The following lists my heat point measurements and readings:

Time, Outside, Door, Hearth, Back Wall, Lintel, Dome

4pm 105 300 270 220 380 390

430 105 440 450 400 550 780

5pm 115 380 550 450 550 whitening

Pizza time....Put in two pizzas in succession....happy!

Let oven cool down, spread coals, push to back....Time to bake some stuff:

Albondigas with roasted shallots - spanish meatballs

Roasted fennel, turnips and onions, with roasted garlic bulbs

Whole wheat sourdough breads -5 Breadsticks, 6 Breads and 15 Rolls (see bread posting)

Pulled coals for fireplace and put 4 calzones where the coals were.

8pm 125 220 300 325 closed damper

Put in two chickens, roasted for about 2.5 hours (see roasted chicken posting)

All in all a successful bake. Pizzas great, calzones were late, breads to taste and toast....chickens look awesome. One is a gift with roasted vegetables and the other is going for a picnic in the mountains.

Next morning the hearth and back wall were 175 degrees, if I'd closed damper and covered, I'm sure it would have been higher.

Any comments on cooking lots of things at different temps would be appreciated.....

james 01-12-2007 05:58 AM

Re: Heat Juggling
Hey Jim,

How long are you going to be in Javea this time? Are you settled in for the winter? The year? I am guessing you are having great weather -- it's beautiful and warm here today. I guess global warming has its benefits, as long as you don't live in at sea level.:rolleyes:

It looks to me as though after about 90 minutes, your cooking floor was about 550F and the dome was going clear. Do you think there is any way to get your floor hotter? Say 650F?

If you can do that, I think the bottom and the top of the pizza will both cook in about 3 mintues -- perfect balance. Anything longer than that, I think you pizza might tend to dry out and get a little tougher. The 2-3 minute pizza has a dark brown crust, but the pizza crumb is still moist and chewy.

Something to think about.

Xabia Jim 01-12-2007 09:42 AM

Re: Heat Juggling
James, are you really in Florence? or California?

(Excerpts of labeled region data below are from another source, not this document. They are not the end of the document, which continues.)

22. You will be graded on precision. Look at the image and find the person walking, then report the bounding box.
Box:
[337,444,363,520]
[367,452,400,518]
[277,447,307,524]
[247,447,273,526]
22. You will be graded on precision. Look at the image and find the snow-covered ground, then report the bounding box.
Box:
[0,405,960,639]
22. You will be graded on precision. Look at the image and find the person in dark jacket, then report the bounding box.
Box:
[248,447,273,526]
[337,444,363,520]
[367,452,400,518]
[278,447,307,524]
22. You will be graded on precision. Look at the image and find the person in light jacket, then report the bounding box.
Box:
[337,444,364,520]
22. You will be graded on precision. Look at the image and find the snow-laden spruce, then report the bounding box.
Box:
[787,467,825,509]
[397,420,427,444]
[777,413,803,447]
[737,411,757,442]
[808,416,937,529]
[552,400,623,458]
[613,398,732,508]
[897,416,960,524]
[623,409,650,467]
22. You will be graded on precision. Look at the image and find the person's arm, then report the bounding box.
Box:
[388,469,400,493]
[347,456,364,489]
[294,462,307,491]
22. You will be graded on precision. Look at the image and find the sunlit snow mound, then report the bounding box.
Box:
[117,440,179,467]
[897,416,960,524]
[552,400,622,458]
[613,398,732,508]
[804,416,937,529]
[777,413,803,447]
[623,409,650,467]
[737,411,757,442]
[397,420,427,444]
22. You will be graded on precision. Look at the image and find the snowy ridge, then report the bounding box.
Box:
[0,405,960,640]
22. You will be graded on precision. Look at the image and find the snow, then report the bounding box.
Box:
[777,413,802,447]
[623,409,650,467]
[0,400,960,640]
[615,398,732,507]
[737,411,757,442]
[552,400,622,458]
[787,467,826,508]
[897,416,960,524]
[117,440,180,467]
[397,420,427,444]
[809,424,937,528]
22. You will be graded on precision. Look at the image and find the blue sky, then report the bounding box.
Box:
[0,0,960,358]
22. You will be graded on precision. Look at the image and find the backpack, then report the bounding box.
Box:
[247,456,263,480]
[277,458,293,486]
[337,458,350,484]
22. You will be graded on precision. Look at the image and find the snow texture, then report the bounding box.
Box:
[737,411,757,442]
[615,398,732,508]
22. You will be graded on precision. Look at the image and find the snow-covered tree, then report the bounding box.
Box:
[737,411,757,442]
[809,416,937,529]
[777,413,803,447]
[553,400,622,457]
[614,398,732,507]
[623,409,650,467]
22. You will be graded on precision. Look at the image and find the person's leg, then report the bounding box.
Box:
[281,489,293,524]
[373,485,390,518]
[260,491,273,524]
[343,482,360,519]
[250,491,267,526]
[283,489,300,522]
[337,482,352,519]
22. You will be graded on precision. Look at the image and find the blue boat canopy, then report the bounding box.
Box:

We're in Javea for the winter. Weather is fine as long as the sun is out! It's a cold country with a hot sun.....

I'm finding that the pizzas are coming out fine. I'm not used to the high heat that you talk about and will have to experiment with the hotter hearth and three minute pizzas! I'm also using the whole wheat recipes (doctors orders) which are a bit different. It's probably a bit lower temperature on the hearth, but I then turn down the fire a bit so it's not blasting the top of the pizza too bad. I also have a tendency to overload the pizza a bit trying to get too much on it!

Thanks for your thoughts....


james 01-12-2007 10:08 AM

Re: Heat Juggling

The coldest I have ever been was in my father-in-law's house outside Denia in December -- before he put in central heating. Ouch. I think you could see your breath over breakfast.

We're in Florence now, and this will be our third year out of four here. FB has a great team in California, so we are able to do this. :) Still, our oldest daughter goes into High School next year, and good schools are on our mind.

I think you will enjoy some Italian pizza in a hotter oven. Give it shot and see if you like it.


Xabia Jim 01-13-2007 10:17 PM

Re: Heat Juggling

I know what you mean. My parents lived in Javea for 30 years without central heat. Leaky doors and windows whistled in the winds. They had a fireplace and used the "gas fires" with butano for radiant heat. It's hard to heat up a concrete house in the winter here. In their last few years they had a hot tub by the pool and that warmed their old bones...

Now I think you're quite a bit colder in Florence....keep those fires burning!

Italy is on our list to explore in the next few years.....our youngest just got married! So we're empty nesters....

I'd sent you an email at FB, did you get it?